Session Four – Using Rules 16 and 26 effectively.
FRCP Rule 26 can be an extremely potent weapon in the discovery battle.
But you have to understand it within the context of the IT universe. In particular, Rule 26(f)(3) can make or break your case.
This session discusses how to make the most of the opportunities Rules 26 and 16 offer and how to avoid the pitfalls they present.
Session Five – The enduring impact of Zubulake and the amended FRCP
E-discovery is biased in favor of defendants and the deeper the defendant’s pockets, the more biased toward them e-discovery becomes.
E-discovery is also tilted in favor of organizations with large Information Technology installations.
Particularly after Zubulake, defendants of all sizes are increasingly likely to claim plaintiff requests are 1) not relevant; 2) overly broad and unduly burdensome; 3) seeking trade secrets or proprietary information; and 4) unreasonably cumulative or duplicative or subject to some privilege precluding production.
This session will spend considerable time on rebutting the first two of these claims using the defendant’s technological infrastructure against them.
The impact of Zubulake and the amended FRCP rules will also be discussed in detail.

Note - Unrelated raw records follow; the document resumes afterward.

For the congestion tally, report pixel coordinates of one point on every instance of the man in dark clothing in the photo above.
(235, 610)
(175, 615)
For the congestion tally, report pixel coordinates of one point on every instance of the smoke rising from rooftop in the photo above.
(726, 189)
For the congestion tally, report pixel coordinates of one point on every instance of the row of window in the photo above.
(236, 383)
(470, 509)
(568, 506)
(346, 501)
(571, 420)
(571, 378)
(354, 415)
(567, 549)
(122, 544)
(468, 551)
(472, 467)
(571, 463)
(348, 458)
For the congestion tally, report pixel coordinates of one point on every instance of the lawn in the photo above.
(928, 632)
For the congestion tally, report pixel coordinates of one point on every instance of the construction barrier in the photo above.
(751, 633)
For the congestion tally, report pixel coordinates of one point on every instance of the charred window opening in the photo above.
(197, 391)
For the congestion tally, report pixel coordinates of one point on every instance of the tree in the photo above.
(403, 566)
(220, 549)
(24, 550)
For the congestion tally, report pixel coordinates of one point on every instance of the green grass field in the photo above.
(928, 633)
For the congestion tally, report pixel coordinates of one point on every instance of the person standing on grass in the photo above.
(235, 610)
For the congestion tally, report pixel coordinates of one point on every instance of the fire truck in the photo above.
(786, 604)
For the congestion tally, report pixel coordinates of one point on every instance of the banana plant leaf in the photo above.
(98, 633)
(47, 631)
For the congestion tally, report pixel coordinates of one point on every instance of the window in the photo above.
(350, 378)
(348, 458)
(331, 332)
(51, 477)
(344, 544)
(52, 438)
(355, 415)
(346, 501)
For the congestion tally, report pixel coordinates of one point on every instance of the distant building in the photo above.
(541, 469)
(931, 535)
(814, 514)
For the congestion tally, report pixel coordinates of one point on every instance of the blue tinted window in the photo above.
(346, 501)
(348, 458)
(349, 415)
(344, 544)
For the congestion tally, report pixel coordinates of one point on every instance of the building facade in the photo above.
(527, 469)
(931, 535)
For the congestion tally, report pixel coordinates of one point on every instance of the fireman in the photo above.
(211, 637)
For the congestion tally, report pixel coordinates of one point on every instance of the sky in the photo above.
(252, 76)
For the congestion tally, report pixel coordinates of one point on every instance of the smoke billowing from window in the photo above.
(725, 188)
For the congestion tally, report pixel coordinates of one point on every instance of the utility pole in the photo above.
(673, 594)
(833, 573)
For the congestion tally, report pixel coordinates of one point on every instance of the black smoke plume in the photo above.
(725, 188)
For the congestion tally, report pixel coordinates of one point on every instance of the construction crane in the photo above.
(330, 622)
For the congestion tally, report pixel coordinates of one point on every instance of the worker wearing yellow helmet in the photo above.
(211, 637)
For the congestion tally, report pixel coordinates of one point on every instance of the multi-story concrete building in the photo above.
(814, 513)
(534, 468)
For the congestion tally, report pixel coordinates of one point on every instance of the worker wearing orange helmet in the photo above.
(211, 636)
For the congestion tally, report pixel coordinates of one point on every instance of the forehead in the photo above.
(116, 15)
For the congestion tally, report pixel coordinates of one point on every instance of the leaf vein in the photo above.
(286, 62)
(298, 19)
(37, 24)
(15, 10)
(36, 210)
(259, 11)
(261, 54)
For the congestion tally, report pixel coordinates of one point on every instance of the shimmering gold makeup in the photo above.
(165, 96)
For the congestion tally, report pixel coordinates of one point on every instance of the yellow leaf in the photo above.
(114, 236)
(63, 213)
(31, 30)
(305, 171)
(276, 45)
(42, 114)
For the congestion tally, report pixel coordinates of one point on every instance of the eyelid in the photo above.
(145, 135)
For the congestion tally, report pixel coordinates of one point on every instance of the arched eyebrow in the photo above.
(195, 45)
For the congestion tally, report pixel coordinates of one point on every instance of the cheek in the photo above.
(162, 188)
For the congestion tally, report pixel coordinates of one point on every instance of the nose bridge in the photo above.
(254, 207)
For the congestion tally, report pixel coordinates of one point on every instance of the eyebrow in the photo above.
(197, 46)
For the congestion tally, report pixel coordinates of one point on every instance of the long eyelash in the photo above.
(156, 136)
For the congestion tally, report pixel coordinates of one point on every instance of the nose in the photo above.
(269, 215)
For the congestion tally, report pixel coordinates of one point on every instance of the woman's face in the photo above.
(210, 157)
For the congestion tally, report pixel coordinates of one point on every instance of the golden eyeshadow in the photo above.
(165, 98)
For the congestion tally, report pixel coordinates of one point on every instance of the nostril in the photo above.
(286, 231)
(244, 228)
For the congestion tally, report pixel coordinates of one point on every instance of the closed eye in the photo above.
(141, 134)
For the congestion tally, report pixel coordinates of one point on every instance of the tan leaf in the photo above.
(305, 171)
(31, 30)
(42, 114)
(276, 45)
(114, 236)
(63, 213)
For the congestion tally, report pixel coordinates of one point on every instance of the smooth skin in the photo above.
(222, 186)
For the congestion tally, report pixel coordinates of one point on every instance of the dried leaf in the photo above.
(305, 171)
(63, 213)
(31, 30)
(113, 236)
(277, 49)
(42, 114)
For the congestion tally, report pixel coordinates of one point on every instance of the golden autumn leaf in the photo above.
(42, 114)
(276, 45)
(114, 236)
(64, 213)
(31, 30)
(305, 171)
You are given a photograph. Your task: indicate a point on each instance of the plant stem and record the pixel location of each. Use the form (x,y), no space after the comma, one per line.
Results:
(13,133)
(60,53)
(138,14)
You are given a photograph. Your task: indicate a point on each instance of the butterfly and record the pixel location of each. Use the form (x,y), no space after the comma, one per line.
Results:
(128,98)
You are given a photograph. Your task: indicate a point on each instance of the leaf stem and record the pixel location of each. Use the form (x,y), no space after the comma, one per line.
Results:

Session Six – Effective e-discovery means, like it or not, acquiring some knowledge of Information Technology
Resisting discovery has always been a favored tactic of many defendants. E-discovery is not only easier to resist, it is also easier to avoid and evade.
More than ever before, the propounding party has to be aware of the missed opportunity, the ill-formed request, the unasked question, the undetected insufficiency and the misleading or incomplete response. To paraphrase the late Bette Davis, e-discovery, like old age, isn’t a game for sissies.
You must know about Information Technology and its intersection with law. You don’t have to become an expert – you can always hire experts. But you must recognize that virtually every aspect of the world runs on IT today and that the information you seek may be anywhere within a network.
It is up to you to ferret out relevant Electronically Stored Information efficiently, effectively and economically. This final session provides you the framework for doing so.